I had been freed from an onslaught of videos, images and text, and I was returning to the driver’s seat. Shouldn’t I be the one who gets to decide what I think about? Am I willing to let their algorithm become my agenda?

Mostly I thought about the imagination. Do I want to create or consume? So often we have to pick one. Though I’m a writer by trade with a host of creative interests, I’d been defaulting to consumption day after day, shackled to a small glowing screen.

Now I’m writing fiction, which feels like swinging a bat with my left hand. I’m experimenting with rhyme. I’m doodling with a pencil. And I created a folder on my desktop titled “Imagination File” for fresh ideas untethered to paychecks or deadlines.

If Christians are called to imitate the Creator, then we are called to create. This means we must guard our sense of wonder, filling up on beauty like heaping bouquets of lilacs. We must open our eyes and use our hands, making something out of nothing—with words, with a paintbrush, with a half-empty fridge.

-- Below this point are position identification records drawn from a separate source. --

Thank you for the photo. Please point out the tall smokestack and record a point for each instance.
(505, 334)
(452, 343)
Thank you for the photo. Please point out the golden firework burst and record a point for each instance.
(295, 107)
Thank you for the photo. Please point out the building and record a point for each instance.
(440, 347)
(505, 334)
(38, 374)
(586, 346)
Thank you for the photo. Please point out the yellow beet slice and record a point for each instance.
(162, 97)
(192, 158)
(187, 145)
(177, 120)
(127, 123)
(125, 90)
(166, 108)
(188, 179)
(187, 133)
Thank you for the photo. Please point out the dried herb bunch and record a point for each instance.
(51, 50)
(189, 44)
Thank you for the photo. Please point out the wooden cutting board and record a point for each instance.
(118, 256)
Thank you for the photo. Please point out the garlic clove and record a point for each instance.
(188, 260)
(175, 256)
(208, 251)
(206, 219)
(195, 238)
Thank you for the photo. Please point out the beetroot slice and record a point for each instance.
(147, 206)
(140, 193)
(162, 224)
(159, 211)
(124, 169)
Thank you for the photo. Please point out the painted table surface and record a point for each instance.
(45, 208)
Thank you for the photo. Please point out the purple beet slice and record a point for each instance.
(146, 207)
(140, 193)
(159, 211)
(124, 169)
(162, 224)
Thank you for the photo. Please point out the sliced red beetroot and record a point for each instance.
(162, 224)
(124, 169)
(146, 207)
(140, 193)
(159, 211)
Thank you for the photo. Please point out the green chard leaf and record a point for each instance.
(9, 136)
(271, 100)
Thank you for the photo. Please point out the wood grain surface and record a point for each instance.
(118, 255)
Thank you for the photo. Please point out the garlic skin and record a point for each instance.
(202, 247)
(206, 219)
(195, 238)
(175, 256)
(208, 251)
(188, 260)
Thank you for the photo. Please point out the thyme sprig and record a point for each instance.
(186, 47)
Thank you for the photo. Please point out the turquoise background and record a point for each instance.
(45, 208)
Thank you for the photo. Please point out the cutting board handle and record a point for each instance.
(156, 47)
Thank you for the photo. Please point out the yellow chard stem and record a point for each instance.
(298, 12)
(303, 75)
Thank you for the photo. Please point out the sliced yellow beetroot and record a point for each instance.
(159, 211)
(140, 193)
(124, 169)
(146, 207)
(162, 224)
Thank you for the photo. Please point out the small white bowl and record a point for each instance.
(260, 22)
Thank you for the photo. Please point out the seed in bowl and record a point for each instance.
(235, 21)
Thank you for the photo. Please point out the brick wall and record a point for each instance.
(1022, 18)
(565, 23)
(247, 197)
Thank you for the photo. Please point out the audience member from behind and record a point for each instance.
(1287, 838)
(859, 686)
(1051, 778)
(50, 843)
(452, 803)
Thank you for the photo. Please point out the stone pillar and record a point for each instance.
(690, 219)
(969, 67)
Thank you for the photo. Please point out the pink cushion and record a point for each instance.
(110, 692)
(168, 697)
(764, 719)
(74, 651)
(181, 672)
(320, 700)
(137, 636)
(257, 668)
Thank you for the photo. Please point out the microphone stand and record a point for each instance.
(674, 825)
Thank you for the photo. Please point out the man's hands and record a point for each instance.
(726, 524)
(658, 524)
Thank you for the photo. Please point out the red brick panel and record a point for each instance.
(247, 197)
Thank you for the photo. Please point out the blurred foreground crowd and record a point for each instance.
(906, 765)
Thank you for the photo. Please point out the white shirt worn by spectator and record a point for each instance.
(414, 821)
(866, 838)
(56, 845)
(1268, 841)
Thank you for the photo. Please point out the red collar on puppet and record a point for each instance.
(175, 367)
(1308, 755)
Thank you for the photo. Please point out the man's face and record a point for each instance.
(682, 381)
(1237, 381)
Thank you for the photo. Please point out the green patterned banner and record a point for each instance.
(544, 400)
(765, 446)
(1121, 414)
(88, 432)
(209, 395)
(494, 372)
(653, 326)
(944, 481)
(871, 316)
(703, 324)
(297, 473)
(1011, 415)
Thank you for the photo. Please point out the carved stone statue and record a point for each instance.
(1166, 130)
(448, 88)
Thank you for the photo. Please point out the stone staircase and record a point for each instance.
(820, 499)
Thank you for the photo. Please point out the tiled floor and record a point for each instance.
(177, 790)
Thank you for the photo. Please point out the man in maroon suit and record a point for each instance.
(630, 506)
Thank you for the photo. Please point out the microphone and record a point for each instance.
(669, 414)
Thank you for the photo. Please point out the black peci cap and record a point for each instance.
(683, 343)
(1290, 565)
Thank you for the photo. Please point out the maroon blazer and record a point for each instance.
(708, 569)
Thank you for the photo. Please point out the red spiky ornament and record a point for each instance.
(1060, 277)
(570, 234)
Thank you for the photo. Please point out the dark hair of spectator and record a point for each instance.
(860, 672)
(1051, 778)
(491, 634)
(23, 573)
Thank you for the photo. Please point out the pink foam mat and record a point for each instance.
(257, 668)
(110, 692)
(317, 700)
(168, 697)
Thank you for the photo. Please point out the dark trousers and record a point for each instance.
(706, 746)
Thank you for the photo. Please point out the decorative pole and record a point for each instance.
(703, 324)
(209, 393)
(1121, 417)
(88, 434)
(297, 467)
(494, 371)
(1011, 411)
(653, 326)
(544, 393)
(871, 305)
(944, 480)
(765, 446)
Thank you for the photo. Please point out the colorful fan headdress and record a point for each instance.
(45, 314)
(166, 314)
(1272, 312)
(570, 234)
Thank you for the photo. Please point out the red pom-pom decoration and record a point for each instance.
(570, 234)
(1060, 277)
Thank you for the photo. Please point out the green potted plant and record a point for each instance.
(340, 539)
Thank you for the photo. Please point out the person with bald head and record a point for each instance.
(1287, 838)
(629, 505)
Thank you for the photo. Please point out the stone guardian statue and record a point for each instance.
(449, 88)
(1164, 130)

St. John Paul II issued this summons in his 1999 “Letter to Artists,” writing: “You are invited to use your creative intuition to enter into the heart of the mystery of the Incarnate God and at the same time into the mystery of man” (#14).

That’s as epic as it gets. But it can’t happen if you’re busy watching TikTok.

Earlier this spring, I spotted the perfect bench in Lower Manhattan’s Washington Square Park. It was beneath a cherry-blossom tree in full bloom. I sat down and gazed upward, absorbing the outstretched pink.

Then I noticed the woman beside me, a 60-something clasping a Danielle Steel paperback and beaming. We smiled and congratulated each other on our good fortune at finding the premiere seat in the house and our good sense to embrace it.

(Christina Capecchi is a freelance writer from Inver Grove Heights, Minn.)